OSDir


[Date Prev][Date Next][Thread Prev][Thread Next][Date Index][Thread Index]

Can not submit flink job via IP or VIP of jobmanager


Hello Flink team,

We use Flink on DCOS and have problems submitting a Flink job from within a container to the Flink cluster. Both the container and the Flink cluster are running inside DCOS, on different nodes.

 

We have the following setup: Flink was installed on DCOS using the package from the catalog. According to the Flink UI ([DCOS-URL]/service/flink/) the Flink job manager settings are:

 

    jobmanager.rpc.address              ip-10-0-1-95.eu-central-1.compute.internal

    jobmanager.rpc.port          14503

    jobmanager.web.port                       14502

    mesos.artifact-server.port      14505

 

where "ip-10-0-1-95.eu-central-1.compute.internal" is the host name of the DCOS node with IP 10.0.1.95 on which the container with the job manager is running.

 

Furthermore for both the job manager RPC port and the job manager web port a VIP is configured:

 

job manager RPC port: flink.marathon.l4lb.thisdcos.directory:6123

job manager Web port: flink.marathon.l4lb.thisdcos.directory:8081

 

 

Now if we try to submit a Flink job to the job manager via the Flink cli performing the following steps:

1) log into the DCOS master node:

    dcos node ssh --leader --master-proxy

2) start an interactive session inside a Docker container using the Mesosphere Flink image:

    docker run --rm -it mesosphere/dcos-flink:1.4.2-1.0 /bin/bash

3) submit a Flink job to the Flink job manager:

    cd /flink-1.4.2

    ./bin/flink run -m ip-10-0-1-95.eu-central-1.compute.internal:14503 examples/streaming/WordCount.jar

               

everything works fine.

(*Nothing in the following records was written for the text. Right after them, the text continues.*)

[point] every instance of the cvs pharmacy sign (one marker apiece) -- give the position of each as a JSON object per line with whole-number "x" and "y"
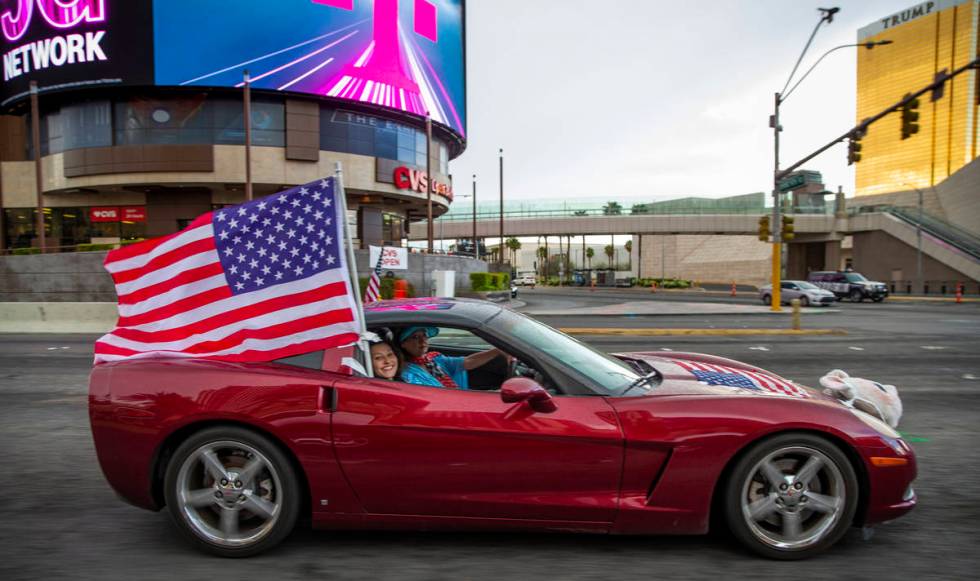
{"x": 407, "y": 178}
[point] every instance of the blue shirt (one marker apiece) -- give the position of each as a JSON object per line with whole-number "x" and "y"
{"x": 453, "y": 366}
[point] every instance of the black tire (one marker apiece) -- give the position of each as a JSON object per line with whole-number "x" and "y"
{"x": 793, "y": 523}
{"x": 273, "y": 488}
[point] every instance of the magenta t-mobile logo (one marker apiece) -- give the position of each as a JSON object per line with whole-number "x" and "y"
{"x": 393, "y": 70}
{"x": 425, "y": 14}
{"x": 57, "y": 13}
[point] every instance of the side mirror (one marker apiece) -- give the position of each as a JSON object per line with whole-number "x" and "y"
{"x": 520, "y": 389}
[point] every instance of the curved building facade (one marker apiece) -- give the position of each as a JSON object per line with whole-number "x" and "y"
{"x": 145, "y": 129}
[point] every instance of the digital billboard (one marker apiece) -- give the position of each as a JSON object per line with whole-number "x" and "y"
{"x": 69, "y": 43}
{"x": 400, "y": 54}
{"x": 406, "y": 55}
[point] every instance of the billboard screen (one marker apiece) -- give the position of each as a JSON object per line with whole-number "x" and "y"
{"x": 69, "y": 43}
{"x": 400, "y": 54}
{"x": 405, "y": 55}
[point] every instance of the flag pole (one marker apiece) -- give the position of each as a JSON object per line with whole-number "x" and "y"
{"x": 352, "y": 269}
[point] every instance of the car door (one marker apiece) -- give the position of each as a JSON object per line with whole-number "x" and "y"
{"x": 425, "y": 451}
{"x": 789, "y": 291}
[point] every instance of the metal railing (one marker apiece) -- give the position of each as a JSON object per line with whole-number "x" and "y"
{"x": 464, "y": 215}
{"x": 939, "y": 228}
{"x": 934, "y": 287}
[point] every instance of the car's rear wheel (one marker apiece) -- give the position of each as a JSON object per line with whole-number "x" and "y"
{"x": 791, "y": 496}
{"x": 232, "y": 492}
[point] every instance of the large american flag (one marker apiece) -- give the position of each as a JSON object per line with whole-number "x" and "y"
{"x": 255, "y": 282}
{"x": 714, "y": 374}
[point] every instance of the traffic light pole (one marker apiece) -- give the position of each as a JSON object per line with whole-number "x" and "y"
{"x": 777, "y": 247}
{"x": 862, "y": 127}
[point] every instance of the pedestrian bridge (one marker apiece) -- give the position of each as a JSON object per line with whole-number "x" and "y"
{"x": 953, "y": 249}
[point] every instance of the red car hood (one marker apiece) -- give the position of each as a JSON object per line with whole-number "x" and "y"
{"x": 702, "y": 374}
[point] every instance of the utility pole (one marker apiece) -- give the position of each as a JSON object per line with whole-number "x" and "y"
{"x": 428, "y": 178}
{"x": 501, "y": 205}
{"x": 248, "y": 136}
{"x": 476, "y": 245}
{"x": 38, "y": 175}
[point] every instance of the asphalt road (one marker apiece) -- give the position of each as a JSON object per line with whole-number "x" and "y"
{"x": 61, "y": 520}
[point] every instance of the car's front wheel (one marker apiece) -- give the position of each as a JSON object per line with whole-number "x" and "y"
{"x": 232, "y": 492}
{"x": 791, "y": 496}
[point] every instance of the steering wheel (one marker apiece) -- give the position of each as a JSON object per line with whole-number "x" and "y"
{"x": 518, "y": 368}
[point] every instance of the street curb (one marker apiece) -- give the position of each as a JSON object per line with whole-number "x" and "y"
{"x": 663, "y": 332}
{"x": 932, "y": 299}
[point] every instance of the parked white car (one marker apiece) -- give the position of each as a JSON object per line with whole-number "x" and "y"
{"x": 526, "y": 279}
{"x": 808, "y": 293}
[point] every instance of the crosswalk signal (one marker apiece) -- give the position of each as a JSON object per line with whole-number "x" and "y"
{"x": 910, "y": 117}
{"x": 853, "y": 151}
{"x": 787, "y": 232}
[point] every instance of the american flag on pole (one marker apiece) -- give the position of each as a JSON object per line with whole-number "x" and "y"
{"x": 373, "y": 291}
{"x": 255, "y": 282}
{"x": 713, "y": 374}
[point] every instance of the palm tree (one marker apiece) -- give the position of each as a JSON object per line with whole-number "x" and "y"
{"x": 514, "y": 245}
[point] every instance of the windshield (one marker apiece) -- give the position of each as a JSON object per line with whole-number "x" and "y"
{"x": 611, "y": 373}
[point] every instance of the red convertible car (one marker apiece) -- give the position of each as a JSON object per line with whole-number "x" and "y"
{"x": 563, "y": 438}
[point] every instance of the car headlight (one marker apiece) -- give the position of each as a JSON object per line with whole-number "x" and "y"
{"x": 876, "y": 424}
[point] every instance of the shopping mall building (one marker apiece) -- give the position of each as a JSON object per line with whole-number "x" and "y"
{"x": 141, "y": 108}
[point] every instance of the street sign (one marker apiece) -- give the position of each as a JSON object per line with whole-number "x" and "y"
{"x": 792, "y": 182}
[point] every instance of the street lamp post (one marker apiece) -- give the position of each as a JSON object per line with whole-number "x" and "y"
{"x": 827, "y": 16}
{"x": 918, "y": 243}
{"x": 476, "y": 246}
{"x": 501, "y": 255}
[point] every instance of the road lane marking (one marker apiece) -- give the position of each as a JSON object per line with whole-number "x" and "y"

The job appears as an entry within the Flink UI and we get the results we expect.

 

But if we try to submit the same job to the job manager using the VIP of the job manager flink.marathon.l4lb.thisdcos.directory:6123 using:

 

    ./bin/flink run -m flink.marathon.l4lb.thisdcos.directory:6123 examples/streaming/WordCount.jar

 

or if we try to submit the job to the job manager using the IP of the DCOS node instead of its host name:

 

    ./bin/flink run -m 10.0.1.95:14503 examples/streaming/WordCount.jar

 

the job can not be submitted. Apparently the connection to the job manager can not be established and nothing appears within the Flink UI. You can find the output in attachment.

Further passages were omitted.